In this lecture, we explore hybrid RANS–LES turbulence modeling, focusing on Detached Eddy Simulation (DES), Delayed Detached Eddy Simulation (DDES), and Improved Delayed Detached Eddy Simulation (IDDES). We begin with the motivation behind hybrid approaches, highlighting the strengths and limitations of RANS and LES when used independently. You’ll learn why RANS performs well near walls, why LES becomes expensive at high Reynolds numbers, and how hybrid models combine the best of both worlds. The session then covers:
Fundamental principles of DES, DDES, and IDDES
Grid dependence and shielding issues in DES
How DDES delays grid-induced separation
Why IDDES is the most robust and widely used hybrid model
Length-scale blending and near-wall shielding concepts
Practical reasons why k-ε DES models are not used
Evolution of hybrid RANS–LES models from 1997 to present
In the second half, we move to a hands-on OpenFOAM walkthrough, where we:
Locate DES/DDES/IDDES models in the OpenFOAM source code
Set up Spalart–Allmaras DDES and IDDES simulations
Configure turbulence models, delta functions, and wall distance requirements
Compare results against LES (WALE model) for flow past a square cylinder
Visualize and analyze differences in vortical structures and flow separation using ParaView
Large Eddy Simulation (LES) is an advanced turbulence modeling approach that resolves large-scale turbulent structures while modeling the smaller scales. Compared to traditional RANS models, LES provides improved predictions for unsteady, separated, and wake-dominated flows, but requires careful modeling choices and mesh design. This course offers a practical and intuitive introduction to LES using OpenFOAM, focusing on physical understanding and correct application rather than detailed mathematical derivations.

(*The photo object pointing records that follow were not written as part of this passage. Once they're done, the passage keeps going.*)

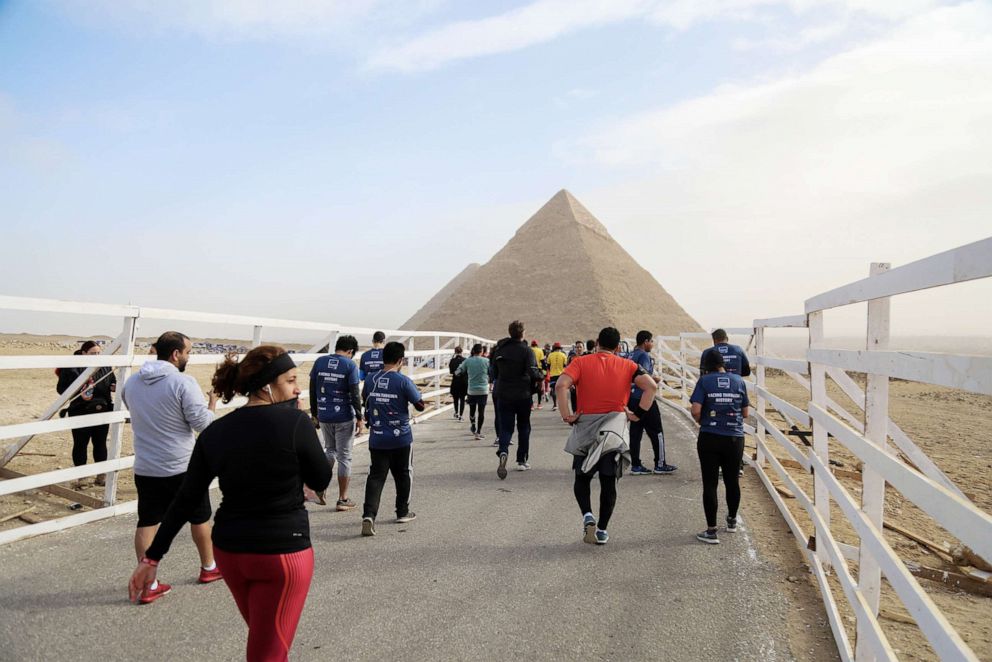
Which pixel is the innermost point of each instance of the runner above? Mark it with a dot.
(598, 442)
(515, 369)
(390, 394)
(539, 386)
(556, 365)
(719, 405)
(336, 408)
(476, 371)
(166, 408)
(650, 421)
(95, 396)
(459, 383)
(263, 453)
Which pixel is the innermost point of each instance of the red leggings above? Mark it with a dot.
(270, 590)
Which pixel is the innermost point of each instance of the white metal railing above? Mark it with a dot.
(877, 442)
(120, 355)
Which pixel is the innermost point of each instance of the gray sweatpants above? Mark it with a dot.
(338, 440)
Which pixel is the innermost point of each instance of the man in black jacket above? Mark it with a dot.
(515, 370)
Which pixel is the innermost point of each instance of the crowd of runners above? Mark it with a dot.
(269, 459)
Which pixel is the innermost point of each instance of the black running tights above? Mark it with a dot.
(81, 439)
(477, 403)
(607, 496)
(718, 452)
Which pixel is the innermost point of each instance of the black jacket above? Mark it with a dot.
(514, 369)
(94, 400)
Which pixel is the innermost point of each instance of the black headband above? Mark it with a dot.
(271, 371)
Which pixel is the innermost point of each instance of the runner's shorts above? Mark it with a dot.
(155, 494)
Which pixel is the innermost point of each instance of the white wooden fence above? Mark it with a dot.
(120, 355)
(877, 442)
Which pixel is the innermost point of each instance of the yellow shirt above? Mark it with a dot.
(556, 363)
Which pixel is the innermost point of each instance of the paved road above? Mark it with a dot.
(490, 570)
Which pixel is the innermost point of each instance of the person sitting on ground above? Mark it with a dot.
(95, 396)
(459, 383)
(387, 410)
(476, 371)
(598, 442)
(263, 453)
(719, 405)
(336, 408)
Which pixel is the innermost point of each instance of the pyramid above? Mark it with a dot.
(564, 276)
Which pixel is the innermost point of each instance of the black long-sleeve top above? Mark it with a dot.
(262, 455)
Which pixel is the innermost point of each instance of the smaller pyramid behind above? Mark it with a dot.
(564, 276)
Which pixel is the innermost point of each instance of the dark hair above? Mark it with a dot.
(712, 361)
(393, 352)
(232, 377)
(346, 344)
(169, 342)
(609, 338)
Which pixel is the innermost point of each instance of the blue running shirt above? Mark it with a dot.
(390, 395)
(723, 397)
(334, 375)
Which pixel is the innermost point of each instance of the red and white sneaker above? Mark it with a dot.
(207, 576)
(153, 594)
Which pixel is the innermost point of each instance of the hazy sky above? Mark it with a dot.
(340, 161)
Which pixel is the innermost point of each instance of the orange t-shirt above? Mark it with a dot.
(602, 382)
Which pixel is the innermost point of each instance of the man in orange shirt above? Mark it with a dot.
(598, 441)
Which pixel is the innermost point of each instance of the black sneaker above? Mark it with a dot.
(708, 537)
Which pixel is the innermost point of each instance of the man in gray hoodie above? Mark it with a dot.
(167, 410)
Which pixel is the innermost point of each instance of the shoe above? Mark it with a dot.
(207, 576)
(589, 529)
(708, 537)
(151, 595)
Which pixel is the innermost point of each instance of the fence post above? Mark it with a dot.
(128, 332)
(759, 349)
(876, 431)
(818, 395)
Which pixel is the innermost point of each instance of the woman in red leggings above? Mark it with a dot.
(263, 454)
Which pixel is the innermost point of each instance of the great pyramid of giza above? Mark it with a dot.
(564, 276)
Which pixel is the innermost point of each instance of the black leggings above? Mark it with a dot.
(397, 461)
(80, 441)
(477, 402)
(720, 452)
(607, 496)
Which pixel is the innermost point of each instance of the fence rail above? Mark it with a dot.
(120, 355)
(877, 442)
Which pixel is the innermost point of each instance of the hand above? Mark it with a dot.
(142, 578)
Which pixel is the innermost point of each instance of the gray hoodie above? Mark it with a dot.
(167, 410)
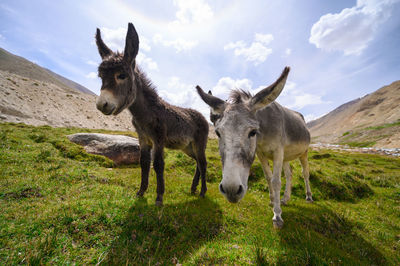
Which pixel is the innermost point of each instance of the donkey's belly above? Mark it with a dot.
(294, 151)
(177, 144)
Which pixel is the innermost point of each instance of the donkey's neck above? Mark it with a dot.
(146, 97)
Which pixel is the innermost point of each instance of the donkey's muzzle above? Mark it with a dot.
(233, 193)
(105, 107)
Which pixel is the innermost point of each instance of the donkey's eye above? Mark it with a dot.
(121, 76)
(252, 133)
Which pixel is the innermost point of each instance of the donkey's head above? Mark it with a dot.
(118, 89)
(237, 128)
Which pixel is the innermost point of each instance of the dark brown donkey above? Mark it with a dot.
(157, 123)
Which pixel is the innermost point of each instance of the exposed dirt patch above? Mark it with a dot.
(38, 103)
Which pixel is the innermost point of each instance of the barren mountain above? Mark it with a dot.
(36, 96)
(20, 66)
(36, 102)
(372, 120)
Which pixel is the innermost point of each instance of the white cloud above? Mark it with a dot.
(147, 62)
(179, 44)
(192, 11)
(257, 52)
(263, 38)
(352, 29)
(184, 95)
(91, 75)
(294, 98)
(92, 63)
(114, 38)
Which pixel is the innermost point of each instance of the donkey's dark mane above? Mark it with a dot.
(112, 61)
(239, 95)
(148, 88)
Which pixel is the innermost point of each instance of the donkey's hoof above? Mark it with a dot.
(203, 193)
(277, 223)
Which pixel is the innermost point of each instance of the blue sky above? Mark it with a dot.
(338, 50)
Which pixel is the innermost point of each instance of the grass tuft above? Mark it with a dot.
(60, 205)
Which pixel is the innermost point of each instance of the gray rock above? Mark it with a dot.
(121, 149)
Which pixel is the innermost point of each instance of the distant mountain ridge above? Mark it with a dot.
(372, 120)
(37, 96)
(25, 68)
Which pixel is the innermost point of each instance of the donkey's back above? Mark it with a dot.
(280, 126)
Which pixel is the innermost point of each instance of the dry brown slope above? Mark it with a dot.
(20, 66)
(378, 108)
(36, 102)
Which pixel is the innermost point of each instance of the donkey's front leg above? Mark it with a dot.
(288, 189)
(145, 161)
(268, 176)
(158, 165)
(276, 188)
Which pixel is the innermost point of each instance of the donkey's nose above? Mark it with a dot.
(105, 107)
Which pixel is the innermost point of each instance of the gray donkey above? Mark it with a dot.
(246, 125)
(157, 123)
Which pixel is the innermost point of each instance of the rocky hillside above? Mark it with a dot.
(372, 120)
(36, 96)
(20, 66)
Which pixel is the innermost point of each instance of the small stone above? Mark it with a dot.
(123, 150)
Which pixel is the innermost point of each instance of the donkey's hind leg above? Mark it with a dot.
(195, 181)
(189, 151)
(145, 161)
(288, 188)
(306, 175)
(202, 166)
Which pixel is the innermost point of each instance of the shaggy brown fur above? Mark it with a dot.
(158, 123)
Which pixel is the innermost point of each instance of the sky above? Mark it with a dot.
(337, 50)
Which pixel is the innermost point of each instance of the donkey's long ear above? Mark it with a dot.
(131, 44)
(103, 49)
(217, 105)
(269, 94)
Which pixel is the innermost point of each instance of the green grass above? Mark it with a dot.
(384, 126)
(60, 205)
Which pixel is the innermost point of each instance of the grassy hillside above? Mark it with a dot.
(60, 205)
(369, 136)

The course provides a conceptual overview of how LES is derived from the Navier–Stokes equations, explaining spatial filtering, filter width, and the physical meaning of subgrid-scale (SGS) stresses. The emphasis is on understanding what is resolved, what is modeled, and why SGS models are needed, without going through step-by-step mathematical derivations.
You will learn how different SGS and hybrid RANS–LES models behave in practice, including:
Smagorinsky, WALE, and k-equation SGS models
Hybrid RANS–LES approaches such as DES and IDDES
A major part of the course is a hands-on LES workflow applied to a real engineering benchmark: turbulent flow past a square cylinder. Using this case, you will set up and run LES simulations in OpenFOAM, compare different SGS models, and analyze vortex shedding, wake dynamics, and turbulence statistics. All LES results are compared with a baseline k–ω SST RANS simulation to highlight accuracy and computational cost trade-offs.
The course also provides practical modeling guidelines, including mesh resolution requirements, time-step selection, wall-resolved vs. wall-modeled LES concepts, and common pitfalls to avoid. Estimation of turbulence scales and interpretation of LES results are discussed from an engineering perspective.
To support hands-on learning, the course includes complete OpenFOAM case files for all demonstrations, along with additional PDF documents that summarize theoretical concepts, modeling guidelines, and best practices. By the end of the course, you will be confident in setting up, running, and evaluating LES and hybrid RANS–LES simulations for practical engineering applications.